Since it’s upfront week and ABC unveils its fall TV schedule today, the big news is that huge hit Grey’s Anatomy is moving to Thursday nights at 9 p.m. That means a collision course for CBS (CSI) and NBC (those “Must See” comedies) on what is regarded as the most competitive night of the entire week. Forget all that for a moment: if you want to know how screwed-up the network development process is, just listen to the woman behind Grey’s Anatomy (which had its season finale last night). Creator, executive producer and head writer Shonda Rhimes told me in a recent interview for Elle magazine that, despite the fact that the show is now a cornerstone of ABC’s primetime resurgence, she and parent company Disney, and Touchstone, the Disney TV division that produces the show, “had some hard times. I’m not even going to pretend that we didn’t. There was awhile when we didn’t have a time slot. There was awhile when we didn’t know when we were going to air.”
But even before Rhimes made the pilot, she said, every once in a while some exec “would say, ‘Can the women be nicer?’ Those people aren’t at the network now. My answer was always no, because that’s who they are.” The suits also expressed concern that the women on the show would be seen as promiscuous. “It’s interesting to write a show where our lead character unapologetically has sex however and whenever and with whomever she wants it,” Rhimes told me. “We started our pilot out with a girl bringing a guy home and throwing him out the next morning.
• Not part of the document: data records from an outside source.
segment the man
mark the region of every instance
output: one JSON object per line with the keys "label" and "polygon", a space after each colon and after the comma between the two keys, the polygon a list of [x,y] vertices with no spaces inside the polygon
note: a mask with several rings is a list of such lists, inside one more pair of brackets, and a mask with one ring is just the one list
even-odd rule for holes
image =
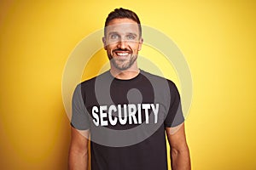
{"label": "man", "polygon": [[142,28],[137,15],[116,8],[105,22],[110,71],[79,84],[73,98],[69,169],[190,169],[184,118],[175,84],[137,67]]}

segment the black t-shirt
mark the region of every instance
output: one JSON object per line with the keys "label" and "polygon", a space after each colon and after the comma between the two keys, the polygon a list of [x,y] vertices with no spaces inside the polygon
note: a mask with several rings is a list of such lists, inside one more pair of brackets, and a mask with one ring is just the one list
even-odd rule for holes
{"label": "black t-shirt", "polygon": [[175,84],[143,71],[130,80],[106,71],[73,97],[71,124],[90,131],[92,170],[167,169],[165,128],[183,121]]}

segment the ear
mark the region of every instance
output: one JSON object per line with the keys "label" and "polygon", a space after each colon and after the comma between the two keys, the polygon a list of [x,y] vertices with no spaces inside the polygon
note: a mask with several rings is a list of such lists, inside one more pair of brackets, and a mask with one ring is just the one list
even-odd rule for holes
{"label": "ear", "polygon": [[139,51],[142,49],[143,43],[143,38],[141,37],[139,40],[139,47],[138,47]]}
{"label": "ear", "polygon": [[104,45],[104,49],[106,50],[107,42],[106,42],[106,37],[102,37],[102,42],[103,42],[103,45]]}

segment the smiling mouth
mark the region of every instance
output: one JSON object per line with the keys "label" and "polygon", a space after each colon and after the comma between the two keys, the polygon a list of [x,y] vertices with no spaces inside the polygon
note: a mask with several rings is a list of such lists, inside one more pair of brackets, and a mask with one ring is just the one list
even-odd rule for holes
{"label": "smiling mouth", "polygon": [[119,53],[119,52],[116,52],[115,53],[118,56],[126,56],[129,54],[129,53]]}

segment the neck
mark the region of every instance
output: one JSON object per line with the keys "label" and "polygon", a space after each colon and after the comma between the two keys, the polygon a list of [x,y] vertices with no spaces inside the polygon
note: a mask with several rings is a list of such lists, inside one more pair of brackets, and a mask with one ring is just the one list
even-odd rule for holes
{"label": "neck", "polygon": [[113,77],[121,80],[129,80],[134,78],[139,74],[139,72],[140,70],[137,66],[131,67],[125,71],[121,71],[111,65],[111,69],[110,69],[111,75]]}

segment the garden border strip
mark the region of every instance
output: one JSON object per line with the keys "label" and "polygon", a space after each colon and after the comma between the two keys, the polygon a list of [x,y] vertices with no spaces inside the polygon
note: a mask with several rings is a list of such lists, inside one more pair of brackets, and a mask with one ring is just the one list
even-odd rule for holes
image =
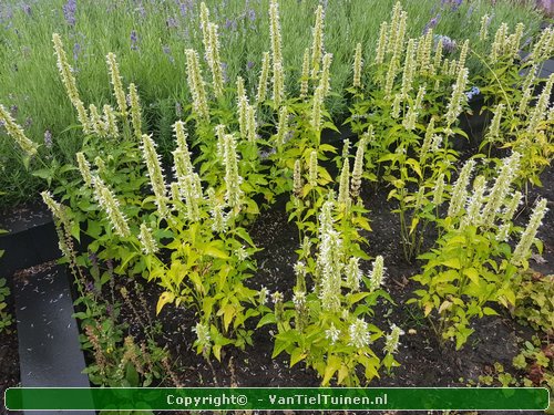
{"label": "garden border strip", "polygon": [[[29,278],[14,279],[13,283],[21,384],[89,387],[89,378],[82,373],[85,362],[78,324],[72,317],[73,300],[66,268],[55,266]],[[94,412],[74,414],[92,415]]]}
{"label": "garden border strip", "polygon": [[4,250],[0,269],[4,277],[61,257],[52,215],[43,204],[0,216],[0,229],[8,231],[0,235],[0,250]]}

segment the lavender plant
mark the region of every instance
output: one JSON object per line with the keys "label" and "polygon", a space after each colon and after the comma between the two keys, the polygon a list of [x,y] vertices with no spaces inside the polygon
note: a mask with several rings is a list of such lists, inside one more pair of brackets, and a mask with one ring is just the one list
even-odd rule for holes
{"label": "lavender plant", "polygon": [[470,321],[497,314],[490,305],[513,307],[522,271],[535,242],[536,231],[546,212],[541,199],[515,248],[509,240],[520,229],[512,222],[522,199],[512,185],[517,177],[521,155],[503,160],[494,181],[484,176],[468,191],[473,160],[466,162],[452,188],[448,216],[441,220],[438,247],[421,255],[423,270],[413,277],[424,289],[414,293],[425,315],[439,318],[434,329],[442,340],[455,340],[460,349],[474,331]]}

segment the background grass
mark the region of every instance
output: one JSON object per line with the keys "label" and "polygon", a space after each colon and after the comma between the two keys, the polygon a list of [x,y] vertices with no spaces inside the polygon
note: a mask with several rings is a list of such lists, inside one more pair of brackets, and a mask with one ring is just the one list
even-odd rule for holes
{"label": "background grass", "polygon": [[[205,0],[211,20],[219,24],[222,60],[227,85],[242,74],[250,95],[255,93],[261,53],[269,50],[269,0]],[[366,61],[371,61],[379,25],[390,19],[396,0],[322,1],[326,7],[325,49],[334,53],[331,85],[337,92],[328,108],[343,114],[347,102],[340,92],[351,82],[352,53],[357,42],[363,45]],[[502,22],[513,30],[524,22],[524,39],[537,32],[542,20],[533,1],[403,0],[409,15],[410,37],[419,37],[437,17],[434,32],[462,41],[469,38],[480,50],[481,17],[493,15],[490,32]],[[311,25],[317,0],[280,0],[284,61],[287,93],[298,91],[298,77],[305,48],[311,44]],[[183,51],[201,53],[199,2],[193,0],[95,0],[79,1],[72,24],[65,0],[2,1],[0,3],[0,103],[12,107],[28,136],[43,142],[52,133],[53,147],[42,147],[61,163],[74,159],[82,137],[75,128],[75,112],[58,76],[52,49],[52,33],[61,34],[70,62],[75,70],[84,103],[115,106],[111,95],[105,55],[116,53],[124,84],[138,86],[147,129],[154,132],[164,148],[172,145],[171,124],[178,117],[176,103],[188,102]],[[135,39],[132,39],[135,33]],[[473,74],[483,69],[470,59]],[[204,65],[207,76],[206,65]],[[33,198],[42,180],[32,177],[21,164],[19,148],[0,129],[0,189],[7,195],[0,207]]]}

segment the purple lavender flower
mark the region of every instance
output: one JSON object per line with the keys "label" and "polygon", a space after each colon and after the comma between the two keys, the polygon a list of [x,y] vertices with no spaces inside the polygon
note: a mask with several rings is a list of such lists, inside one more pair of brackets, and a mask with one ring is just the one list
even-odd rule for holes
{"label": "purple lavender flower", "polygon": [[75,44],[73,44],[73,60],[76,62],[79,60],[79,54],[81,53],[81,45],[75,42]]}
{"label": "purple lavender flower", "polygon": [[442,48],[448,53],[452,53],[456,48],[455,41],[450,39],[449,37],[445,37],[443,34],[435,34],[433,38],[434,38],[434,45],[435,46],[439,43],[439,41],[442,39]]}
{"label": "purple lavender flower", "polygon": [[44,145],[48,148],[52,148],[52,133],[50,132],[50,129],[47,129],[44,132]]}
{"label": "purple lavender flower", "polygon": [[237,31],[237,22],[236,20],[230,20],[228,18],[225,19],[225,29],[232,30],[233,32]]}
{"label": "purple lavender flower", "polygon": [[460,9],[460,6],[462,6],[463,0],[451,0],[452,3],[452,11],[456,11]]}
{"label": "purple lavender flower", "polygon": [[427,32],[429,32],[430,29],[434,29],[439,23],[440,19],[441,19],[441,13],[437,13],[434,18],[429,20],[429,22],[427,22],[425,27],[423,28],[423,34],[427,34]]}
{"label": "purple lavender flower", "polygon": [[178,10],[181,11],[181,15],[186,18],[188,11],[193,9],[193,0],[176,0],[178,3]]}
{"label": "purple lavender flower", "polygon": [[99,266],[99,256],[96,255],[96,252],[89,250],[89,260],[91,261],[93,267]]}
{"label": "purple lavender flower", "polygon": [[107,267],[107,272],[110,273],[110,276],[113,277],[113,260],[112,259],[107,259],[105,261],[105,264]]}
{"label": "purple lavender flower", "polygon": [[131,31],[131,49],[133,51],[137,51],[138,50],[138,46],[137,46],[137,43],[138,42],[138,35],[136,34],[136,30],[132,30]]}
{"label": "purple lavender flower", "polygon": [[475,11],[475,4],[471,3],[470,8],[468,9],[468,13],[465,14],[465,19],[471,18],[471,14]]}
{"label": "purple lavender flower", "polygon": [[229,82],[229,77],[227,76],[227,63],[226,62],[222,62],[222,72],[223,72],[223,82],[224,83],[227,83]]}
{"label": "purple lavender flower", "polygon": [[168,17],[167,20],[165,21],[165,24],[167,24],[167,28],[178,28],[178,21],[174,17]]}
{"label": "purple lavender flower", "polygon": [[472,86],[470,91],[465,93],[465,96],[468,96],[468,100],[473,98],[473,96],[476,96],[481,93],[481,90],[478,86]]}
{"label": "purple lavender flower", "polygon": [[162,46],[162,50],[167,55],[167,59],[170,60],[170,62],[171,63],[175,63],[175,59],[172,55],[172,51],[171,51],[170,46],[165,44],[165,45]]}
{"label": "purple lavender flower", "polygon": [[68,0],[65,4],[62,6],[63,17],[69,25],[74,27],[76,23],[75,12],[76,12],[76,0]]}
{"label": "purple lavender flower", "polygon": [[141,19],[144,19],[146,17],[146,9],[144,9],[144,6],[142,3],[140,3],[135,10],[141,15]]}
{"label": "purple lavender flower", "polygon": [[31,6],[30,4],[23,4],[23,6],[21,6],[21,8],[23,9],[23,12],[27,15],[31,15],[32,14],[32,10],[31,10]]}
{"label": "purple lavender flower", "polygon": [[107,303],[106,307],[105,307],[105,311],[107,313],[107,315],[110,315],[110,318],[114,318],[114,314],[113,314],[113,305]]}

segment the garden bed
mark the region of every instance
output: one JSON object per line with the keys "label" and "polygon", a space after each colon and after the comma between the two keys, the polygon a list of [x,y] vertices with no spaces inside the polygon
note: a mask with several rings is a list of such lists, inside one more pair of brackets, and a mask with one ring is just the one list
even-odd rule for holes
{"label": "garden bed", "polygon": [[[82,101],[68,39],[52,34],[79,120],[65,131],[81,141],[66,160],[50,131],[39,145],[18,107],[0,105],[53,214],[35,227],[50,235],[44,242],[12,227],[19,239],[4,260],[11,273],[59,247],[74,282],[71,318],[70,289],[55,289],[65,301],[59,325],[72,328],[61,334],[73,347],[44,338],[51,311],[18,303],[58,301],[33,297],[48,291],[33,269],[12,278],[19,333],[44,333],[41,353],[81,362],[75,373],[50,367],[95,386],[552,390],[554,75],[540,69],[554,30],[525,40],[532,29],[503,22],[493,34],[483,14],[479,35],[455,41],[433,32],[440,13],[459,12],[460,2],[443,1],[407,39],[398,2],[375,50],[360,39],[345,58],[324,42],[325,2],[298,76],[285,71],[294,60],[284,63],[281,42],[294,32],[281,39],[279,4],[267,10],[259,77],[229,82],[217,9],[202,3],[201,48],[179,56],[189,96],[175,108],[173,96],[153,102],[140,76],[127,85],[129,69],[109,51],[113,97],[102,110]],[[138,50],[136,31],[131,39]],[[331,71],[339,66],[346,77]],[[23,338],[21,383],[35,385],[25,362],[48,359]]]}
{"label": "garden bed", "polygon": [[[534,188],[529,199],[546,197],[554,200],[554,168],[543,173],[542,188]],[[381,302],[376,308],[372,319],[378,324],[399,324],[407,334],[401,339],[398,361],[391,375],[383,375],[371,382],[371,386],[464,386],[470,382],[479,382],[479,376],[497,374],[495,364],[500,363],[514,375],[524,375],[512,366],[512,359],[519,354],[522,343],[530,341],[534,331],[511,319],[506,313],[501,317],[488,317],[474,324],[476,332],[470,344],[461,351],[454,351],[452,345],[441,347],[437,335],[429,326],[427,319],[413,305],[407,305],[406,300],[412,297],[417,289],[410,277],[420,270],[419,262],[408,263],[398,246],[398,217],[390,214],[390,201],[386,191],[373,193],[370,188],[362,193],[366,207],[370,210],[372,231],[367,235],[368,252],[375,257],[382,255],[387,266],[386,289],[397,305]],[[519,221],[527,220],[530,209],[522,207]],[[291,295],[290,287],[295,283],[293,266],[296,262],[297,229],[294,222],[287,221],[284,204],[277,203],[273,208],[261,214],[252,226],[252,237],[257,246],[264,249],[256,253],[257,273],[247,282],[254,289],[266,287],[271,292],[284,290],[286,297]],[[554,273],[554,209],[551,209],[540,232],[544,241],[544,252],[532,262],[533,269],[544,273]],[[367,271],[367,269],[366,269]],[[22,273],[20,272],[19,276]],[[21,278],[21,277],[16,277]],[[25,278],[32,278],[32,271]],[[117,288],[126,287],[130,292],[143,292],[146,304],[155,304],[161,290],[155,286],[138,282],[142,290],[136,290],[131,281],[119,281]],[[116,290],[119,291],[119,290]],[[120,301],[124,301],[120,298]],[[135,304],[140,298],[132,298]],[[10,308],[12,303],[10,302]],[[144,314],[135,314],[129,308],[121,315],[122,321],[130,322],[129,332],[141,339],[142,324],[155,318],[155,308],[148,307],[150,319]],[[141,319],[142,323],[137,320]],[[289,367],[286,355],[271,359],[274,341],[271,330],[264,328],[256,332],[254,346],[244,352],[230,350],[222,362],[215,360],[207,364],[202,355],[192,352],[194,333],[191,332],[194,315],[184,309],[167,308],[158,315],[162,333],[161,345],[171,350],[175,367],[175,378],[182,386],[318,386],[317,374],[311,370]],[[2,371],[0,373],[0,390],[19,384],[19,359],[16,331],[2,334],[0,342]],[[379,347],[380,349],[380,347]],[[92,356],[89,355],[89,363]],[[171,378],[164,381],[166,386],[173,386]]]}

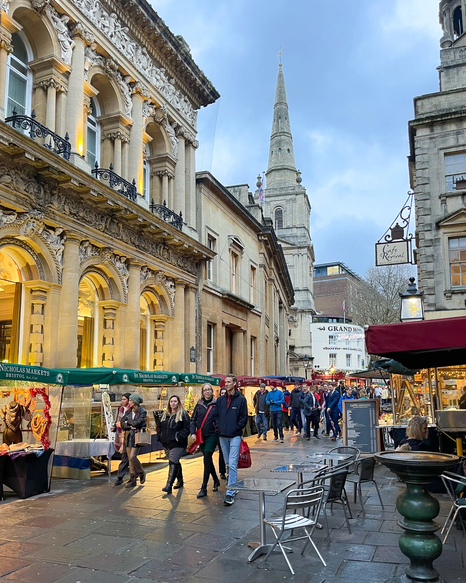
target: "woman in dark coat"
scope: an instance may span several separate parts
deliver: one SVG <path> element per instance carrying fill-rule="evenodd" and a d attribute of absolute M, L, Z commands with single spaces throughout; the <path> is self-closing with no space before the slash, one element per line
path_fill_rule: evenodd
<path fill-rule="evenodd" d="M 214 481 L 213 490 L 214 492 L 218 490 L 220 485 L 220 481 L 217 476 L 215 466 L 212 461 L 212 455 L 218 443 L 218 433 L 213 420 L 216 402 L 212 385 L 206 382 L 203 385 L 202 396 L 196 403 L 191 417 L 191 434 L 193 438 L 196 437 L 196 430 L 200 429 L 202 426 L 203 442 L 200 444 L 199 449 L 204 456 L 204 476 L 197 498 L 203 498 L 207 495 L 209 476 L 212 476 Z"/>
<path fill-rule="evenodd" d="M 127 488 L 132 488 L 137 484 L 139 476 L 142 484 L 146 481 L 146 472 L 141 462 L 137 459 L 139 448 L 136 447 L 135 440 L 137 431 L 143 429 L 147 424 L 147 412 L 141 406 L 142 397 L 137 393 L 129 395 L 129 409 L 120 420 L 120 426 L 124 431 L 123 446 L 125 447 L 129 461 L 129 480 L 126 483 Z"/>
<path fill-rule="evenodd" d="M 176 484 L 173 486 L 175 490 L 184 485 L 179 460 L 188 447 L 189 435 L 189 415 L 177 395 L 170 397 L 167 409 L 157 424 L 157 435 L 168 458 L 168 479 L 162 491 L 171 494 L 175 478 Z"/>

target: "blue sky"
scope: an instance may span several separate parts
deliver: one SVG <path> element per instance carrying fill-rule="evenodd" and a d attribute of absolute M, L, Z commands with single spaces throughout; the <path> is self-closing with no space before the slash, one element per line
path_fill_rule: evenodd
<path fill-rule="evenodd" d="M 407 198 L 413 97 L 438 90 L 437 0 L 152 5 L 221 96 L 199 113 L 196 165 L 225 185 L 254 189 L 266 170 L 283 45 L 316 262 L 344 261 L 363 273 Z"/>

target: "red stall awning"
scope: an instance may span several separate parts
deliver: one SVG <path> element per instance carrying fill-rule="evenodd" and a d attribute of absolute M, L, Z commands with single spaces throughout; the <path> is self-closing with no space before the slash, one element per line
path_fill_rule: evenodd
<path fill-rule="evenodd" d="M 370 354 L 393 359 L 408 368 L 466 364 L 466 317 L 369 326 Z"/>

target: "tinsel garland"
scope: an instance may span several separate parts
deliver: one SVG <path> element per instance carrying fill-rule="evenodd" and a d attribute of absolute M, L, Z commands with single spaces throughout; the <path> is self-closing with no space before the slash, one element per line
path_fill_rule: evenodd
<path fill-rule="evenodd" d="M 40 395 L 44 399 L 44 416 L 47 422 L 47 429 L 44 431 L 44 434 L 40 438 L 41 442 L 45 449 L 50 447 L 50 440 L 48 438 L 48 429 L 52 424 L 52 417 L 50 416 L 49 410 L 50 409 L 50 401 L 47 395 L 47 389 L 29 389 L 29 394 L 31 397 L 35 397 L 36 395 Z"/>

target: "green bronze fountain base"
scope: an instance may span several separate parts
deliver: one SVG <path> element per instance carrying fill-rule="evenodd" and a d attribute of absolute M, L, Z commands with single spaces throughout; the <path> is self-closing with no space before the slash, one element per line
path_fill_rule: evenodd
<path fill-rule="evenodd" d="M 401 577 L 403 583 L 441 583 L 432 564 L 442 554 L 442 541 L 435 534 L 440 525 L 434 522 L 440 504 L 428 491 L 432 478 L 440 476 L 458 462 L 456 455 L 423 451 L 386 451 L 376 459 L 386 466 L 406 484 L 397 498 L 397 510 L 403 517 L 398 525 L 404 530 L 398 544 L 409 559 Z"/>

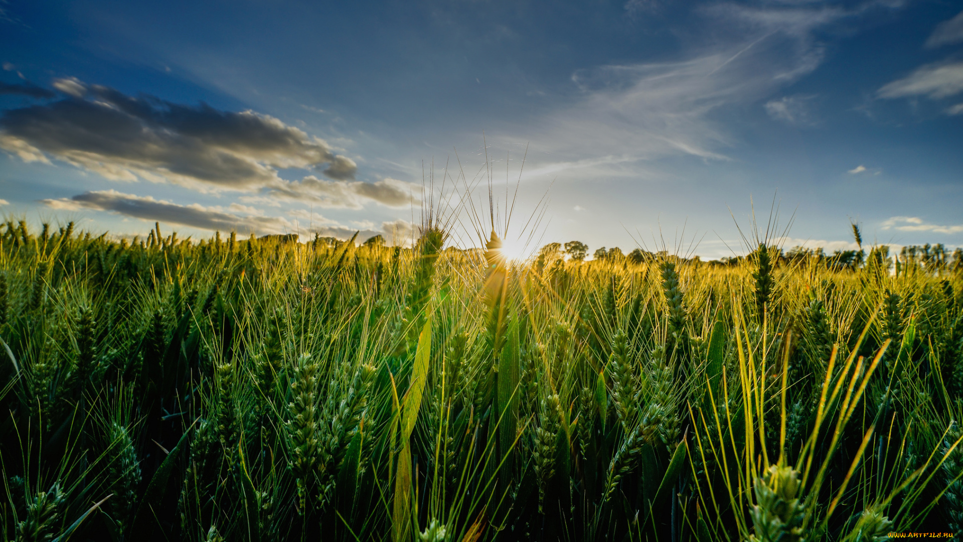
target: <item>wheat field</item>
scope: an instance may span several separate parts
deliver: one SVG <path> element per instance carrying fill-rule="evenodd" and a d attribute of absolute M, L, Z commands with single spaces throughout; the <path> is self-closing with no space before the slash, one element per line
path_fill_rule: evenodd
<path fill-rule="evenodd" d="M 0 533 L 960 539 L 960 251 L 503 238 L 7 222 Z"/>

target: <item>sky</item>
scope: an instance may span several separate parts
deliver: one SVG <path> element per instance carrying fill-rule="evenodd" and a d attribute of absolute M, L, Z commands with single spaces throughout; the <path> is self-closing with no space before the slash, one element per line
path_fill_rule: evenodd
<path fill-rule="evenodd" d="M 467 248 L 491 186 L 530 251 L 963 246 L 961 8 L 0 0 L 0 213 L 403 242 L 433 202 Z"/>

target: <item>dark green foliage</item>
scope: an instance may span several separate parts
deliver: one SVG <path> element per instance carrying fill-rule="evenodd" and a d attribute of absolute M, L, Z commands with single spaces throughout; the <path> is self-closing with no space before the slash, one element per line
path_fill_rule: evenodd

And I remember being asked the questions, ‘Are you sure you want to do that? Is that the kind of thing a woman would do? Other women aren’t going to like that.’ But women actually found it very empowering to watch this woman throw this very gorgeous guy out of her house in the morning.”
Even Rhimes isn’t sure if she’s the first African-American woman to exec produce a primetime network series. (I’ve subsequently been told that Mara Brock Akil may have been the first with Girlfriends, which has been on UPN since 2000. Not a major network, but it’s a prime-time network series nonetheless.) “But I’m pretty sure about this: we’re the only network drama that has a writing staff that is more than 50% women.” About the writers, Rhimes says she wanted to read their original writing samples as opposed to their spec scripts. “I looked for people who have interesting voices. And then, really, it was about hiring people who I found were interesting enough to want to sit in the room with and debate the fate of these 10 characters on our show for a year, at the very least.” Oh, and here’s the best nugget of all: “I did not even realize for the first six months of the entire show that I could fire any of my writers if I didn’t like them. Honestly. I liked them tremendously so it never would have occurred to me. I just thought they were all family and were going to be with us for the duration. But then somebody asked me how everyone was working out. I went, ‘Really? We can fire them?’ It seemed shocking to me.” Ah, if only every boss had an attitude like that.